DBC extends condolences to the family and friends of Adrian Taylor. Adrian was a key figure in the Dragon Boat community in Ontario and the National Team right from the beginning. He touched many many lives and we thought it best to ask one of his oldest and best friends to share some memories of Adrian to mark this sad occasion.
Thank you Jim Farintosh for sharing:
It’s tough for me to write about Adrian Taylor’s legacy in our sport without being personal, as we have been friends for almost 60 years. Our time together spans many chapters of our lives and all of them were wonderful…I’m very grateful for our long time together.
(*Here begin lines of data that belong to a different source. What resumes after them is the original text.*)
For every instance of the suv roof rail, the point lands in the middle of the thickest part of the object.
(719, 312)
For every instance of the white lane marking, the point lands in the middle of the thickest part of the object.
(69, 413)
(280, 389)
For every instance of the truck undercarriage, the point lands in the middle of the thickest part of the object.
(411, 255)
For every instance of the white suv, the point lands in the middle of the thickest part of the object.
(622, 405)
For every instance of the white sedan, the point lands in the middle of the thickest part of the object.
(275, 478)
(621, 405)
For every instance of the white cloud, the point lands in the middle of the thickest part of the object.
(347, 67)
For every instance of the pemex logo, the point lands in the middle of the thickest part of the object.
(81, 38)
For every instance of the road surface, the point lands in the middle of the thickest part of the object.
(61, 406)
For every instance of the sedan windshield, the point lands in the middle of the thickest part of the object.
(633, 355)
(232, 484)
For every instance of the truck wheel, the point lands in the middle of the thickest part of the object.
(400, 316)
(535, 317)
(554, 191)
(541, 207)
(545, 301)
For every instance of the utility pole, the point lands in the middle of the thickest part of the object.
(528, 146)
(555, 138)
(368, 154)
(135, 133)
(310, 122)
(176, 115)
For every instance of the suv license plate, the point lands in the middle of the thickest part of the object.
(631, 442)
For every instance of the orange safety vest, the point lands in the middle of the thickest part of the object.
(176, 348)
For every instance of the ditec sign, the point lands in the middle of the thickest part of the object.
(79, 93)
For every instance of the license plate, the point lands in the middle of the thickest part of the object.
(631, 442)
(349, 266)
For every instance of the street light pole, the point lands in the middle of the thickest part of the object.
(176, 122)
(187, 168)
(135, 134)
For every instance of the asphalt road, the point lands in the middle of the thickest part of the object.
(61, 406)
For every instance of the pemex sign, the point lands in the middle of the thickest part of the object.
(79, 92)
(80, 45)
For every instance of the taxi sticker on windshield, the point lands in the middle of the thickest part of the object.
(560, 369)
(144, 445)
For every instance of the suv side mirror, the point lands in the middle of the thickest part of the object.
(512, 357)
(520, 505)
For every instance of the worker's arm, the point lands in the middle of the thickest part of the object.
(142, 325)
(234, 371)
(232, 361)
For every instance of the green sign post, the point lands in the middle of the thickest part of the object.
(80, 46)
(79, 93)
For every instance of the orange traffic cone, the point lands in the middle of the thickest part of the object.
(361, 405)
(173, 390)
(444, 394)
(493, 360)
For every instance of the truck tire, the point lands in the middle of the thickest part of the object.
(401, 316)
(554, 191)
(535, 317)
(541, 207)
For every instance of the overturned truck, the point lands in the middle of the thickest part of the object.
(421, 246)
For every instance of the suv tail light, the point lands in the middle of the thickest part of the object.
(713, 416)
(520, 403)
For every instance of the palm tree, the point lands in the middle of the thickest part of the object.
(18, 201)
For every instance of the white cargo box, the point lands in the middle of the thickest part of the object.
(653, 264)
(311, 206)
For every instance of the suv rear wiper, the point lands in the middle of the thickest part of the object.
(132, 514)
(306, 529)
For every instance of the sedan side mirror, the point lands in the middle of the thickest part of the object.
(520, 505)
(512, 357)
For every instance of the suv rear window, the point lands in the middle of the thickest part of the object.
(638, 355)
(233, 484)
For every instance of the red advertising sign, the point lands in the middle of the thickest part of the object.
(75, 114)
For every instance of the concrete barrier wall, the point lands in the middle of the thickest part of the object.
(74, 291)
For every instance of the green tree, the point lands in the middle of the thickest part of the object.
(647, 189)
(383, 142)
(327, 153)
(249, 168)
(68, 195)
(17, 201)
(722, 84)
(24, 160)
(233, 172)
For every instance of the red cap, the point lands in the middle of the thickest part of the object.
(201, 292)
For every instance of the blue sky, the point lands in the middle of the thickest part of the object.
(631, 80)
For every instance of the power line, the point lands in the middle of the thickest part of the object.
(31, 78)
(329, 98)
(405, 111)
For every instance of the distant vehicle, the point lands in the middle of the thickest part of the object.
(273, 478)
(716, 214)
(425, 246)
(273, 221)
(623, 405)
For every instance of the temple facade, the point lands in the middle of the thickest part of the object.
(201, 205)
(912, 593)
Dragon Boat started in eastern Canada in 1989, but I knew Adrian first in sprint canoeing in the early ‘60s…he paddled in his home town of Burlington at the Mohawk Canoe Club and I was an east end Toronto boy at the Balmy Beach Canoe Club. We started racing against each other as teenagers and by the ‘70s we were racing together as team mates. Cathy and I spent many weekends hanging out with Adrian and his wife Yvonne and our friendship deepened both on and off the water.
I took a break from paddling to try distance running in the late ‘70s and after 8 years Adrian got me back in the boat in 1985 when we raced in the World Masters Games together in C2. Adrian went on to win over 30 Masters national championships in sprint, with C2 being our favorite race. He was a natural athlete and loved to compete. A simple fact…without that push back into paddling I probably would not have ever found out about this new sport called dragon boat four years later. In 2001 Adrian and I started the national senior team for the first time and I still have the manila envelope with the names of people we approached to form the first crew. Later that summer in Philadelphia.Adrian was part of the first-ever world champion crew for Canada in any division when we won the 1000m…a special moment. Over the next decade he won another 14 world titles as a paddler.
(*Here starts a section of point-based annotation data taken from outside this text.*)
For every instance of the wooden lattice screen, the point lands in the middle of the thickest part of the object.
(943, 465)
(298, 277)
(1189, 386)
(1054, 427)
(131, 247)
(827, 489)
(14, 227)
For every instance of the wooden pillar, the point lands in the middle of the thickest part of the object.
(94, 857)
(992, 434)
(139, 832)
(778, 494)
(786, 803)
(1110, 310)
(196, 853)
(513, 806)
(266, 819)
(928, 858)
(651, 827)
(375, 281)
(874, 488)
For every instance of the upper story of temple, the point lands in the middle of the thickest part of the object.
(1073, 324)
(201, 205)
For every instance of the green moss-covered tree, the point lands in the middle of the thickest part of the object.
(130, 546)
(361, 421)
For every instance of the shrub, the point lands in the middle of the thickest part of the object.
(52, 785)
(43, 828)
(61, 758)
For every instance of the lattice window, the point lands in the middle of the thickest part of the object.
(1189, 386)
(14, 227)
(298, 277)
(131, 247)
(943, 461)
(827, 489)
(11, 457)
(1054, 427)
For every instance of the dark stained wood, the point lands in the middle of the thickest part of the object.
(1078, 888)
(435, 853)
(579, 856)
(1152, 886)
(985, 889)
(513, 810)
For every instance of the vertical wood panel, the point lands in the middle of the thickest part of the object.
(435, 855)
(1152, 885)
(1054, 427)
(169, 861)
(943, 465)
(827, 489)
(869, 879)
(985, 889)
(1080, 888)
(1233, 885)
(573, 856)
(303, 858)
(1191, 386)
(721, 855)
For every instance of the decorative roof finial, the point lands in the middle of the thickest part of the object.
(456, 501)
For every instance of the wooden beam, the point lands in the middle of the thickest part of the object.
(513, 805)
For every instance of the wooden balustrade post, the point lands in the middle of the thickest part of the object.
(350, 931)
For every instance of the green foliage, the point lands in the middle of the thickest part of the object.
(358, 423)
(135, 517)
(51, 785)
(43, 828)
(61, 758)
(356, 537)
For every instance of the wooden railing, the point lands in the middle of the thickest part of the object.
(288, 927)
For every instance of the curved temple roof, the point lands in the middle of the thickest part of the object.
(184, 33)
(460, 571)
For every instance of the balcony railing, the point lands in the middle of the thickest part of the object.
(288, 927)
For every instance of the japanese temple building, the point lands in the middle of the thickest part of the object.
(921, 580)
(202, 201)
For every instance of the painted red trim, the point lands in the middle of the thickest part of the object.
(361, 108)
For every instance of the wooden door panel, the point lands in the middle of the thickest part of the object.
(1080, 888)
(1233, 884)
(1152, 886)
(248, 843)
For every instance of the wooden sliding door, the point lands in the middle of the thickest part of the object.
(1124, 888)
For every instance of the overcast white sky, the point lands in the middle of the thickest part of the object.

Adrian soon became a fixture at the Outer Harbour Dragon Boat Club as he paddled with the Mayfair Predators and started coaching the club women’s senior program. He soon graduated to being the National Senior Women’s coach and built a record of success culminating in the sweep of all distances at the worlds in Sydney in 2007. The long record of success of the Senior A women’s program has continued to this day and has been built on the bedrock foundation established by Adrian.
Adrian made many friends in paddling and always had time for a beer and a chat. Even as he had health challenges he still continued to coach and many people greatly benefitted from his passion for our sport. He was no-nonsense and sometimes a bit gruff, but he cared. That fact was obvious to anyone who knew him and he was admired for his courage in fighting for purpose and dignity as a waterman as long as possible in his life. We used to go out in OC2 a fair bit and he really enjoyed doing something that was as natural to him as breathing, even as life became more difficult.
For the past number of years I tried to visit Adrian every Sunday at Chester Village in Toronto and even as his ability to communicate waned I always felt that I could see a sign of his delight in having a continued connection to his paddling roots with those visits. I would talk to him about current events and share paddling war stories and sometimes I would get a smile or a nod which helped me believe his spirit was still strong. His light shone as bright as possible as long as possible…I should have smuggled in a few beers!
Adrian was the brother I never had and I will miss him…let it run, buddy.